All reviews of published articles are made public. This includes manuscript files, peer review comments, author rebuttals and revised materials. Note: This was optional for articles submitted before 13 February 2023.
Peer reviewers are encouraged (but not required) to provide their names to the authors when submitting their peer review. If they agree to provide their name, then their personal profile page will reflect a public acknowledgment that they performed a review (even if the article is rejected). If the article is accepted, then reviewers who provided their name will be associated with the article itself.
Dear Authors,
I can see that you properly addressed the minor points raised in the last round of review. Therefore, I am glad to inform you that I now consider your manuscript suitable for publication on PeerJ.
[# PeerJ Staff Note - this decision was reviewed and approved by Jafri Abdullah, a PeerJ Section Editor covering this Section #]
As you can see, both the reviewers are almost satisfied with your resubmitted version, although they raise some minor points that should be addressed.
LANGUAGE:
The English is fine, with few mistakes that should be taken into account.

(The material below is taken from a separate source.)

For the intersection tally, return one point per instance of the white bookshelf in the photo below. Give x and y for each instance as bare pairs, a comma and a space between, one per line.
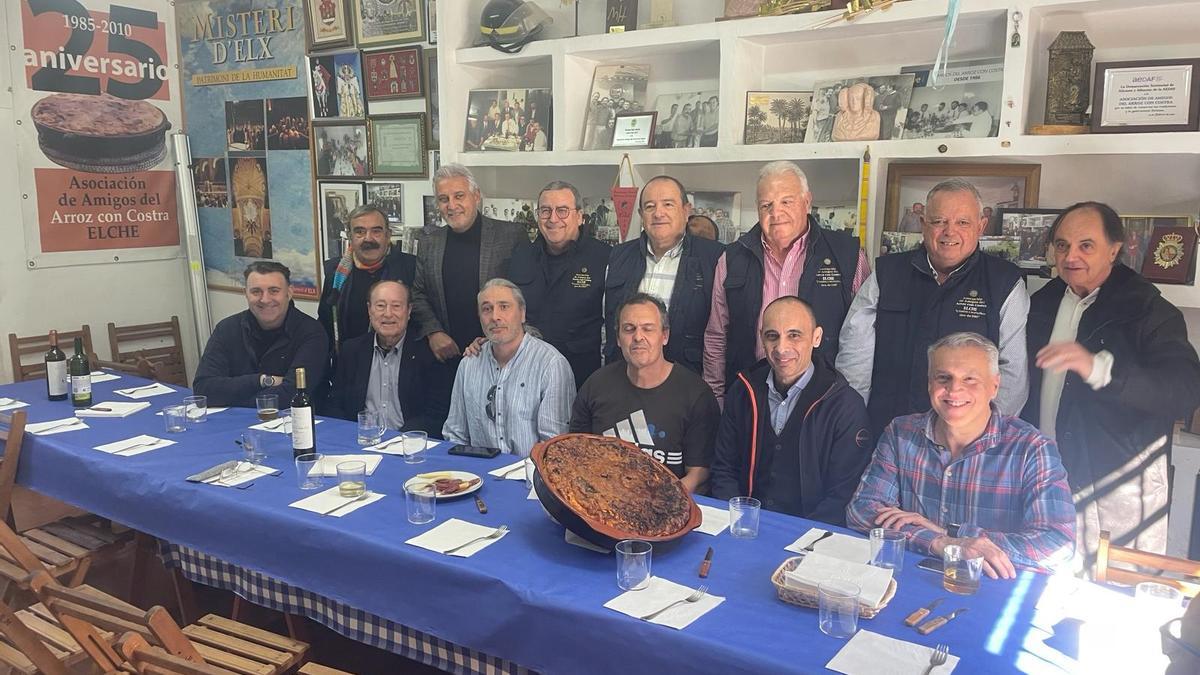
1139, 173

Line 38: “to classify between” is not gramatically correct. You can say “to classify into” or “to discriminate between”.
Lines 175 , 222, 270, 473: Please use sex instead of gender.
REFERENCES:
All methods should be introduced or cited to inform the reader about their functionality. For instance, ReliefF (line 137) , Svm (line 131), Ripper (line 146), etc. Please add a reference.
Same think holds for line 177 referring to SPSS statistical software.
ARTICLE STRUCTURE:
The general form and the structure of the manuscript have been greatly improved.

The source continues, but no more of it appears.